Ieri sono stato a Nizza, ma non ero del tutto convinto di volerci arrivare. Cercavo, invece, tra Grand e Moyenne Corniche di raffigurarmi com'erano le scorciatoie per arrivare al capoluogo delle Alpi Marittime francesi quando non c'era ancora un compiuto tragitto autostradale. E di vedere Eze, eventualmente. Per poi fare ritorno "par la bord de la mer" per rinvenire posti topici di tante storie curiose, come molte negli anni mi sono capitate in Costa Azzurra. Ma a fare inizio, intanto, da lì. Di raffigurare il paesaggio, data la grande foschia, neanche a parlarne: oltrettutto non sono granché come fotografo.


A La Turbie, dove già ero arrivato per le vie più lunghe, mi é sembrato di rivivere, come se fossero appena accaduti, gustosi aneddoti di gioventù. Dopo quell'incrocio, nella mia memoria teatro nel passato di gravi incidenti, il mio girovagare a casaccio ha accentuato le sue connotazioni. Non mi ricordavo che quel tratto di Moyenne, che prosegue in salita a destra, rimaneggiato più volte nel tempo sbancando le rocce, oggi ha più in su un raccordo verso l'autostrada, sulla quale, non avendo fatto caso alla segnaletica che ha colori inversi a quelli italiani, passato per un tunnel, sono involontariamente transitato: a quel punto a Nizza mi ci sono ritrovato, optando, tirando idealmente a sorte, per la prima uscita.

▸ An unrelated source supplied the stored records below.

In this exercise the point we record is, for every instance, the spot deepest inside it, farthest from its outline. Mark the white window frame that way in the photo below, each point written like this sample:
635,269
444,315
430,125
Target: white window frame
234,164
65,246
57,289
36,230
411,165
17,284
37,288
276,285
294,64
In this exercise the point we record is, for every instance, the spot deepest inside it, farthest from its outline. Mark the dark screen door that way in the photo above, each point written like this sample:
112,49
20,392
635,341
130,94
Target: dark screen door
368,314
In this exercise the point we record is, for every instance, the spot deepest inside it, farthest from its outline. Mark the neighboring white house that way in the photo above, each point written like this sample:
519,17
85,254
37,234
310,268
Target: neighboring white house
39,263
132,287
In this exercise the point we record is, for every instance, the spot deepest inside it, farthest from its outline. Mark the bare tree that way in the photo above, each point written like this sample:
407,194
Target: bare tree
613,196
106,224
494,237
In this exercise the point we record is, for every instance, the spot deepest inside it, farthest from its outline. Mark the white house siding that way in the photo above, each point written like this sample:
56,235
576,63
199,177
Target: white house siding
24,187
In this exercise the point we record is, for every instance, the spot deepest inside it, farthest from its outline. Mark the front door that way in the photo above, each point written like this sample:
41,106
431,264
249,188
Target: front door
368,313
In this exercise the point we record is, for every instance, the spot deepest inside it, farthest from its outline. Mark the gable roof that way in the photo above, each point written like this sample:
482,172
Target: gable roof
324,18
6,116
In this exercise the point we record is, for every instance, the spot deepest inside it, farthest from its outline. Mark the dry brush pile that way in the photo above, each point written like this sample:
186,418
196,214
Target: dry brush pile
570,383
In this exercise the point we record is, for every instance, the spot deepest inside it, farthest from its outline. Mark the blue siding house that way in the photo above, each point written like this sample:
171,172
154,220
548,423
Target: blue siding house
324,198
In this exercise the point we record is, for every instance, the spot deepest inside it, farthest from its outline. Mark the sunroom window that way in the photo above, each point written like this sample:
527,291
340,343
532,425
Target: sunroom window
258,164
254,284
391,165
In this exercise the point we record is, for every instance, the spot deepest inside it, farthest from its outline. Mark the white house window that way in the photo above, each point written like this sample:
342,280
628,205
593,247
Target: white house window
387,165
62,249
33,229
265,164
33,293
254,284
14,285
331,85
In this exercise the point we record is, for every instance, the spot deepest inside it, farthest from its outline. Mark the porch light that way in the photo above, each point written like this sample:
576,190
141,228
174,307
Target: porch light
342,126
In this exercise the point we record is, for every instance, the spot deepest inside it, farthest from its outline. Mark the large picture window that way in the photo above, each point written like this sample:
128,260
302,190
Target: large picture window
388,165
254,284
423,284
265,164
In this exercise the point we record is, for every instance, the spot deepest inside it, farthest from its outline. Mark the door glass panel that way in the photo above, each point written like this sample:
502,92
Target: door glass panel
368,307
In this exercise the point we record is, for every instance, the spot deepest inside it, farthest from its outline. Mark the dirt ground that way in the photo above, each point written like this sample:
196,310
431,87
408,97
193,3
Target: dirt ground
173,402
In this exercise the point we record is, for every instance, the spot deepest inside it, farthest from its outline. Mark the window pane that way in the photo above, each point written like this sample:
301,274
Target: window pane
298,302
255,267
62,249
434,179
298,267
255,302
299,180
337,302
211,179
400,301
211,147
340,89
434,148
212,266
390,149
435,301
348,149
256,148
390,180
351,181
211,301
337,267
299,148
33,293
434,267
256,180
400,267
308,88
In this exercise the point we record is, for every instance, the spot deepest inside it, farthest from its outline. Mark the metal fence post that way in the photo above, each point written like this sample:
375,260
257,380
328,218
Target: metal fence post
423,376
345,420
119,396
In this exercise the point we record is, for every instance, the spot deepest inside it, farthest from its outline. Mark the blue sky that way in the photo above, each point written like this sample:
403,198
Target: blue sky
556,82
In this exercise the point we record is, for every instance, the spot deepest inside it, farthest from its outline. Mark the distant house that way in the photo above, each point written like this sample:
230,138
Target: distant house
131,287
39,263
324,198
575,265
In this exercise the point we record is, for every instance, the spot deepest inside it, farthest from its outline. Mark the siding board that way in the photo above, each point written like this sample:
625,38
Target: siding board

Pensavo a quel punto di salire a Cimiez. Distratto dalla possibilità di vedere una chiesa che non conoscevo, ma sbagliando strada, anche perché indicazioni non ce ne sono, ho iniziato a fare una serie di giri apparentemente a vuoto. Sorvolo sul fatto di essere andato a La Trinité - altre vecchie storie - senza fermarmi, perché a quel momento inseguivo un'abbazia, alla quale, logicamente fatte le premesse da cui sono partito, non sono arrivato. Ho fatto un giro per colline, su cui non ero mai stato ma simili a tante altre da quelle parti, specie a quelle dove conobbi tanti italiani emigrati. Di sicuro ho trovato punti panoramici notevoli: la visibilità, come preannunciato, era tuttavia quella che era. Da tornarci, certo, per vedere Nizza come su certe antiche carte!

 
 

Preso, da Piazza Garibaldi, per Nizza Vecchia, mi sono, rispetto ai propositi del momento, distratto una volta di più, ritrovandomi a risalire per il Castello, di cui non é rimasto praticamente niente, come cercherò di documentare altra volta. Così come mi sono ripromesso di rivisitarlo al più presto, per scoprire se mi funzionerà meglio il gioco della memoria, poiché ieri ad esempio non ho ritrovato l'esatta ubicazione di certe grandi feste popolari, quelle dove tra l'altro, imparai ad apprezzare il cous cous.


Potevo, infine, nell'anno del 150° Anniversario dell'Unità d'Italia fare mancare un saluto ideale da Garibaldi?